子どもとの関係改善は、できることから

 そして次に、「かわいくない」と感じている子へのかかわり方を少し改善してみましょう。最初から「ハグしなくちゃ」なんてハードルを上げなくて大丈夫です。「いまの私には、何ができるだろう」と考えてみて、できることから始めてみましょう。たとえば以下に具体例をあげました。できそうなことはありますか?

1 いっしょの時間を過ごす

 小さいことでもいいので親子で時間を共有してみてください。「いっしょに楽しむ」「いっしょに喜ぶ」という体験が、1日1回でも作れるといいですね。

例)

・子どもといっしょにテレビや動画を見る

・2人でゲームをする

・ケーキを買ってきていっしょに食べる

・娘の好物を夕飯に出す

・児童館などのイベントにいっしょに行く、など

2 声かけを変えてみる

 しかったり注意したりするだけでなく、プラスの言葉を意識的に伝えましょう。「ほめるところなんてない」と思っていても、感謝や励ましの言葉を伝えられる場面があるかもしれません。

例)

・最後までやったらほめるのではなく、途中でも「わぁ、もうここまで終わったんだね」とほめる

・「ありがとう」「助かったよ」など、感謝の気持ちを言葉で伝える

・「がんばってるよ」「だから大丈夫、自分を信じて」など、勇気づけの言葉を伝える など

3 「上の子だから」「その子ならでは」のかかわりを増やす

 文字が読める子なら手紙の交換をしたり、子どもが幼稚園や小学校で読んだ本をママも読んでみたりしてみましょう。女の子であれば特に、娘の好きなマンガやアイドルの話をするなど、共通の楽しみを見つけられるかも。

例)

・交換日記やお手紙交換

・「推し」の話をする

・洋服を選ぶ、美容院に行くなどおしゃれを楽しむ など

 この中の一つだけでも、できそうなことを実行してみてください。
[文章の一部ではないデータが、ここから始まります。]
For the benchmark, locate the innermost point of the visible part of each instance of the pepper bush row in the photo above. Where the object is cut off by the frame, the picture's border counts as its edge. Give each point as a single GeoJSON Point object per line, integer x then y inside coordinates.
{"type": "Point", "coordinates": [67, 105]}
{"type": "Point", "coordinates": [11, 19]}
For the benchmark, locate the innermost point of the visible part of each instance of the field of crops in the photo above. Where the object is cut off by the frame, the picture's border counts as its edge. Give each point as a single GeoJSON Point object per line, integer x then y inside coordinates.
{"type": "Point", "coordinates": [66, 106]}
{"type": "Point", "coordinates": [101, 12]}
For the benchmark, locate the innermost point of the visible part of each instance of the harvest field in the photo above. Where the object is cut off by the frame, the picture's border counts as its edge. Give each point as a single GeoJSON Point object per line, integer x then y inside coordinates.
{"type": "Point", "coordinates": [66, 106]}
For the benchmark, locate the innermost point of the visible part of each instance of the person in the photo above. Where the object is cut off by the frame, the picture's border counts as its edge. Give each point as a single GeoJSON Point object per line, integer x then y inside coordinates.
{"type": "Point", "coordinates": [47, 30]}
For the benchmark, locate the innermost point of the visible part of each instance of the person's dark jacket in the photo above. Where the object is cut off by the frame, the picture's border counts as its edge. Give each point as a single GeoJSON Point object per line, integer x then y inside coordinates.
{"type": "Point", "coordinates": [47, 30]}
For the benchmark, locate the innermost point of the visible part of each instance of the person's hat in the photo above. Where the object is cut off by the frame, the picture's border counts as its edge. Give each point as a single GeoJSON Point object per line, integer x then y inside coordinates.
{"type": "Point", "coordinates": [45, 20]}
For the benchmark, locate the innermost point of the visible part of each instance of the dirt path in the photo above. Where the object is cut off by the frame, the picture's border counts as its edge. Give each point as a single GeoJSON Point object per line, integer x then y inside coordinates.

私の相談者さんの中には、「娘に『ママ、今日はどうしたの?』とびっくりされました」とうれしそうに教えてくれた方もいました。子どもは親の変化に敏感なので、喜んでくれることが多いようです。その笑顔を見ると「かわいいな」という気持ちがよみがえるかもしれません。

 とはいえ、改善には時間がかかるものです。もしいい反応が得られなかったとしても、どうかあきらめないでください。コツコツ続けていくなかで、行きつ戻りつしながら、関係は変わっていくものなのです。